Chapter X
PUBLISHED
CHAPTER X: CONTENT PROVENANCE
Section 23 - Content Provenance and Identification
(1) AI systems that generate or manipulate content must establish and maintain robust mechanisms for source attribution, origin documentation, and ethical data handling. These mechanisms shall integrate technical measures, human oversight, and compliance with applicable laws to ensure transparency and accountability in the following manner:
(i) Clearly document the origins of all content sources, ensuring that:
(a) Sources are identified with precision, including the website, database, or platform from which data is obtained;
(b) Only publicly available data or data acquired with explicit, documented consent from the data subject is utilised, where such data collection adheres to ethical practices, defined as:
(i) Ensuring transparency by publicly disclosing the purpose, scope, and intended use of data collection, enabling accountability across all applications of the AI system;
(ii) Complying with all applicable laws, including the Digital Personal Data Protection Act, 2023, and respecting the terms of service, intellectual property rights, and access restrictions of data sources, to safeguard the integrity of content generation and manipulation processes;
(iii) Avoiding the collection of sensitive personal data unless strictly necessary, legally permitted, and subject to heightened safeguards, including mandatory risk assessments for applications involving high-stakes decision-making or vulnerable populations;
(iv) Implementing measures to prevent unauthorized access, use, or distribution of the collected data, including the use of anonymisation or pseudonymisation techniques to minimize the risk of re-identification, where:
(a) Anonymisation refers to the irreversible process of transforming data into a form where the data subject cannot be identified, meeting standards of irreversibility as per best practices;
(b) Pseudonymisation refers to replacing identifying characteristics with artificial identifiers, ensuring that re-identification is only possible with additional, securely stored information;
(v) Permitting the use of in-copyright works for text and data mining (TDM) purposes, provided that:
(a) The TDM is conducted for non-commercial research, statistical, or operational optimization purposes, supporting innovation while respecting the rights of content creators;
(b) The entity has lawful access to the data, either through public availability, consent, or authorised licensing;
(c) The TDM process does not involve the reproduction or distribution of the original copyrighted works beyond what is necessary for the mining process, and appropriate attribution is provided where feasible;
(vi) For AI systems deployed in strategic sectors under applicable regulations, additional compliance with sector-specific data security and national interest requirements shall apply, as prescribed by the relevant authority.
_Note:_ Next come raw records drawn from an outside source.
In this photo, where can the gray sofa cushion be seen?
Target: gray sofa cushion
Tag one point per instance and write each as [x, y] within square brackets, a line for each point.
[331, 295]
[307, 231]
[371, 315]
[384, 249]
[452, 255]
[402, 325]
(c) Any use of web scraping adheres to the target website’s terms of service and robots.txt protocols, with prior written permission obtained where required.
(ii) Maintain comprehensive and auditable technical documentation of data collection methods used in training datasets, which shall include:
(a) A detailed description of acquisition techniques, such as APIs, manual collection, or automated scraping, ensuring all methods comply with legal and ethical standards;
(b) Evidence of compliance with the Digital Personal Data Protection Act, 2023, for any personal data collected, including records of user consent where applicable;
(c) A commitment to data minimization, ensuring that only data necessary for the specified purpose is collected and processed.
(iii) Establish and maintain verifiable records of data provenance, categorizing data as follows:
(a) Personal data, processed strictly in accordance with the Digital Personal Data Protection Act, 2023, with documented consent and purpose limitation;
(b) Non-personal data, collected through authorized and transparent methods, ensuring no violation of intellectual property rights or website terms of service;
(c) Synthetic data, generated by the AI system itself, with clear documentation of the generation process to distinguish it from real-world data and prevent misrepresentation.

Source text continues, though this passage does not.